O verão altera alguns parâmetros do metabolismo e, por ser, normalmente, tempo de férias, interfere com a rotina da grávida, que deve cuidar da sua saúde e a do bebé em plena época estival.

Nos meses mais quentes do ano mudam-se os hábitos alimentares, as rotinas diárias e vive-se temporariamente em locais com condições por vezes muito diferentes das habituais. Paula Ramôa, ginecologista e obstetra do Hospital Lusíadas Porto, explica quais as principais complicações que surgem nesta época para quem está grávida no verão e como as evitar.

  • Desidratação

Em dias quentes ou com níveis de humidade muito baixos o consumo de líquidos deve ser abundante. Sobretudo naqueles com temperaturas acima da corporal, deve-se ter especial atenção a fim de se evitar a desidratação, quadro que também pode, assim como a hipertermia ou hipotermia, levar facilmente ao colapso do organismo.

  • Doenças gastrointestinais

O tempo quente é um fator de risco para as gastroenterites provocadas por alimentos deteriorados e que causam a inflamação do estômago. Representam uma das queixas mais frequentes por parte de quem está grávida no verão.

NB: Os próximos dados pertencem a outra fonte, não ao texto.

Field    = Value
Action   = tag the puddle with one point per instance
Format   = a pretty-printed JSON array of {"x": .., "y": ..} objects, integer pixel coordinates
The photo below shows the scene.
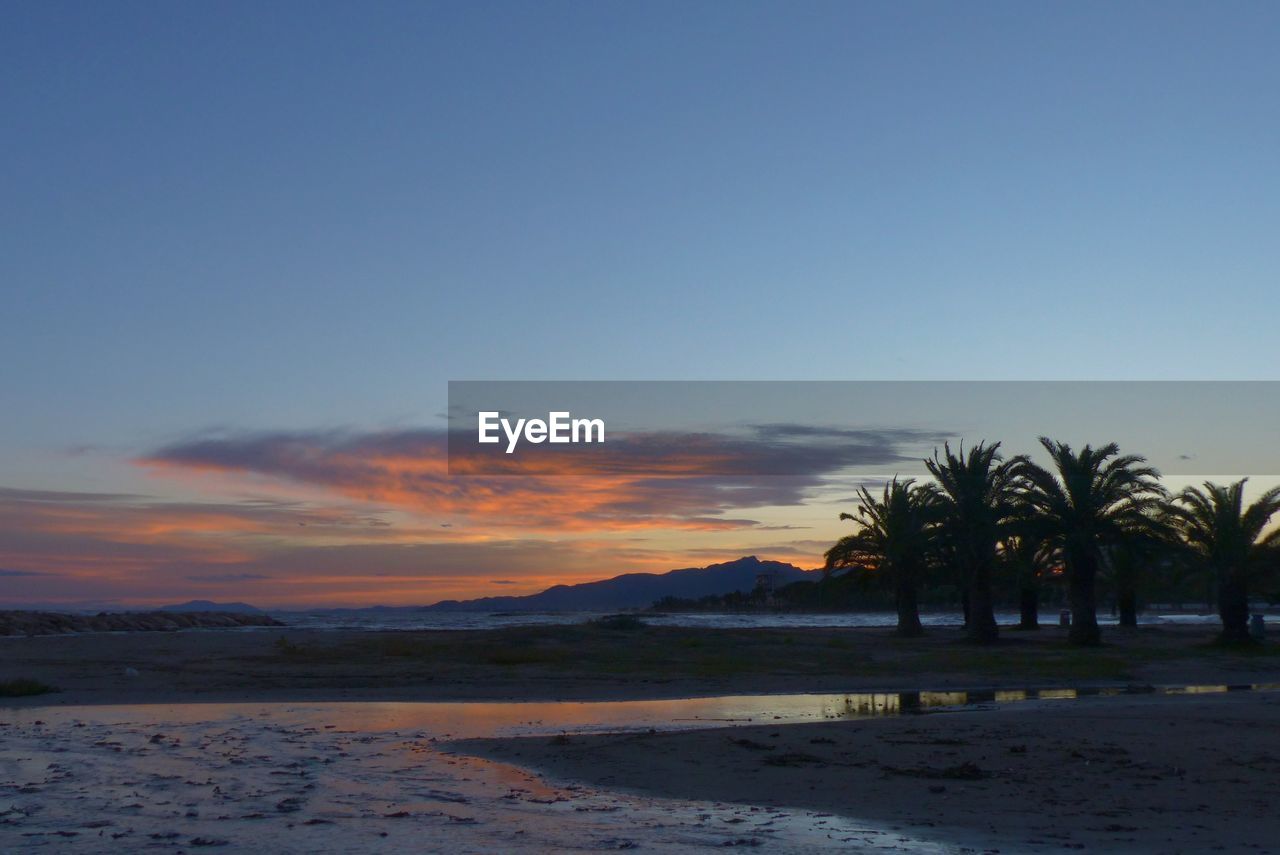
[{"x": 374, "y": 776}]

Podem ser provocadas por vírus, bactérias e parasitas.

Sintomas

  • Náuseas;
  • Vómitos;
  • Diarreia;
  • Desidratação;
  • Cólicas;
  • Febre.

Os sintomas têm normalmente início entre 12 a 72 horas depois de se contrair o agente infeccioso. Quando tem origem viral, a doença desaparece normalmente ao fim de uma semana. Alguns agentes virais podem estar na origem de sintomas como fadiga, dores de cabeça e dores musculares. No caso de as fezes conterem sangue, é pouco provável que a causa seja viral, nesse caso a maior probabilidade é ser bacteriana. Algumas infeções bacterianas podem persistir por várias semanas.

Causas

  • Ingestão de água contaminada;
  • Ingestão de alimentos adulterados;
  • Contacto com indivíduos infetados.

Prevenção

  • Lavar frequentemente as mãos;
     
  • Evitar alimentos crus mal lavados ou mal cozidos (ovos, legumes, frutas, peixes, carnes de aves, palmitos);
     
  • Consumir apenas leite e queijos pasteurizados;
     
  • Controlar pragas urbanas, especialmente ratos, baratas e formigas, uma vez que frequentam esgotos e podem veicular mecanicamente serotipos de Salmonella (gastroenterite bacteriana) para os alimentos;
     
  • Beber água engarrafada sempre que se encontre em viagem ou em locais onde as condições de águas e saneamento sejam desconhecida;
     
  • Evitar alimentos com maior risco de contaminação, como carnes, produtos lácteos, ovos e molhos devem sempre mantidos em temperaturas baixas e ser consumidos dentro do prazo de validade.

Tratamento

Se for causada por vírus, a gastroenterite pode passar sozinha e o tratamento serve apenas para amenizar sintomas e repor a perda de líquidos. O mesmo acontece em alguns tipos de bactérias. Dependendo do tipo de bactéria, pode ser necessário tomar antibióticos. Em caso de desidratação em grau moderado a grave também pode ser necessário repor líquidos no organismo por via intravenosa.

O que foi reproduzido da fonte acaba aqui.